Shenzhen is a prime example. Long recognized as a Chinese innovation hub, the city is now drawing global leisure travellers. Amadeus Travel Intelligence reports a 48% year-on-year increase in flight searches to Shenzhen in the first half of 2026, reflecting its growing appeal as a place where technology, creativity and capital converge.
In the US, around 2,000 additional autonomous vehicles are expected on the roads by 2026, while London prepares for self-driving taxi services from Waymo and UK-based Wayve, pending implementation of the UK Automated Vehicles Act anticipated in 2027.
The wearables space is moving just as quickly. In 2026, legendary Apple designer Jony Ive is expected to introduce the first OpenAI hardware device. AI-powered instant translation headphones already exist, but research from the UK’s Coller Foundation hints at interspecies translation that could rethink conservation practices and safari tourism.
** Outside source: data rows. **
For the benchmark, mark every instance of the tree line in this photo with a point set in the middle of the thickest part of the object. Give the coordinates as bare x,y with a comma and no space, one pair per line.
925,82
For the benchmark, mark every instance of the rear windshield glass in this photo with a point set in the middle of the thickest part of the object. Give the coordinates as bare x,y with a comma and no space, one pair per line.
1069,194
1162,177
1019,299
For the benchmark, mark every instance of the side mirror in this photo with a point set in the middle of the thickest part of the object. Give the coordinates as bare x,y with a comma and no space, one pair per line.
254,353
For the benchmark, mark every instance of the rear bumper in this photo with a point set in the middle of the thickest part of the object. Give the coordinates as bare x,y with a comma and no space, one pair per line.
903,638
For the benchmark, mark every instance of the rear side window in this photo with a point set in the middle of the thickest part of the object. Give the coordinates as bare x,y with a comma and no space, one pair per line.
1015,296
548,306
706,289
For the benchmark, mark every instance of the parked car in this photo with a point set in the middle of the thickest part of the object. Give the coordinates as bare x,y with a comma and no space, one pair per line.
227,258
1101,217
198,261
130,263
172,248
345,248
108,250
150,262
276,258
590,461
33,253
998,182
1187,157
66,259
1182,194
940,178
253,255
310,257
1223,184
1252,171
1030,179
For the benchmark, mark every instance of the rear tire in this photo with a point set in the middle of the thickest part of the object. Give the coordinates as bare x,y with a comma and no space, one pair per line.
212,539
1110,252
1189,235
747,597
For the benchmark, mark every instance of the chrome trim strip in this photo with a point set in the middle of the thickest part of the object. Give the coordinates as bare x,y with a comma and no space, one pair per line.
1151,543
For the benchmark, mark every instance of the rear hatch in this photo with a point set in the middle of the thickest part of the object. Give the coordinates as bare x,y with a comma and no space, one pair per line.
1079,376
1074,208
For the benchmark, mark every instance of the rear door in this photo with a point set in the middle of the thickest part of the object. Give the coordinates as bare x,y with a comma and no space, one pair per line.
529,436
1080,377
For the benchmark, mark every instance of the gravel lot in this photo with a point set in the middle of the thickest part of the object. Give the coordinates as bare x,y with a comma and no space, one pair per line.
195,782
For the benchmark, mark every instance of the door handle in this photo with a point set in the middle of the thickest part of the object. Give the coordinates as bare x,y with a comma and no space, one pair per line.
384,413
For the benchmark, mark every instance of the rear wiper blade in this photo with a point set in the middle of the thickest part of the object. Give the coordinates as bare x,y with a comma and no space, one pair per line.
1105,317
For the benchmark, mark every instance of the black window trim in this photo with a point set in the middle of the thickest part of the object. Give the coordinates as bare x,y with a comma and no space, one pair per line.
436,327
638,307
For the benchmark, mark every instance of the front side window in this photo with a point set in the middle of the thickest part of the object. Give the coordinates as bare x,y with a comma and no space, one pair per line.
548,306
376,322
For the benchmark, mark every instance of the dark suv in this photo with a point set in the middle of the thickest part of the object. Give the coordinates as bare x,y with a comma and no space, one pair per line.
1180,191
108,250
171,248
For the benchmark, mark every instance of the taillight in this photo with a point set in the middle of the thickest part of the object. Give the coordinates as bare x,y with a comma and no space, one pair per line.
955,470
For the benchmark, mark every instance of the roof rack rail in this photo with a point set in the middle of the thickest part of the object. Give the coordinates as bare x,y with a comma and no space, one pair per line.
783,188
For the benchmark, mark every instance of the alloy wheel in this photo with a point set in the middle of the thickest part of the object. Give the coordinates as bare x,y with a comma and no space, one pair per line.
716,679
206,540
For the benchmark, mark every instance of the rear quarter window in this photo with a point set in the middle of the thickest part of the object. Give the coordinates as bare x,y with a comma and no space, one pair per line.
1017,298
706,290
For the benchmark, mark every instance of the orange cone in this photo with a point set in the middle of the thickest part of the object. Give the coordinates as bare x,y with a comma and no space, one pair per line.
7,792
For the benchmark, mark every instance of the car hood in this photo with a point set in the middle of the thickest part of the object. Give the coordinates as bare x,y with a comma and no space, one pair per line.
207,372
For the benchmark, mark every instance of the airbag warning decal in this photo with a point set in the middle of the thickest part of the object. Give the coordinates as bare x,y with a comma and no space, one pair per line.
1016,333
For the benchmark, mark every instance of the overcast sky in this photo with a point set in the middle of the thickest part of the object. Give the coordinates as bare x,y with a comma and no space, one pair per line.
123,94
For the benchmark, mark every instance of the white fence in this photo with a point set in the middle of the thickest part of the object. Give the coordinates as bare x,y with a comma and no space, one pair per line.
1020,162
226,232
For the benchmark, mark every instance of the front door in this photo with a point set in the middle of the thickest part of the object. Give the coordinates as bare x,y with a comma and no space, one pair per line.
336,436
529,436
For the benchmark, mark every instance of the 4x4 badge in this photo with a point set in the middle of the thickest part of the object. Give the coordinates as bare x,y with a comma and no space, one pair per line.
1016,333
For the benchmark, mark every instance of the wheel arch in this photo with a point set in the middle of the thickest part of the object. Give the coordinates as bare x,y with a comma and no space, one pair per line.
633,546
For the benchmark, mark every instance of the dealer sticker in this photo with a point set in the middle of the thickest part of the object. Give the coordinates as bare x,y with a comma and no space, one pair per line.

For future-curious travellers, innovation tourism is less about passport stamps and more about stories — the story of how they saw the next era before it became mainstream.
International Investment believes that Amadeus’ Travel Trends 2026 marks the beginning of a structurally new travel era. Pet-centric services, AI-driven planning, long-range narrow-body routes, pop-culture-based experiences, hyper-personalized hotel stays and innovation-focused destinations together redefine what “going on a trip” means. Brands that succeed will be those that treat technology as an enabler, not a substitute, and put people — travellers, pets and local communities — at the centre of a smarter, more emotional and more immersive travel ecosystem.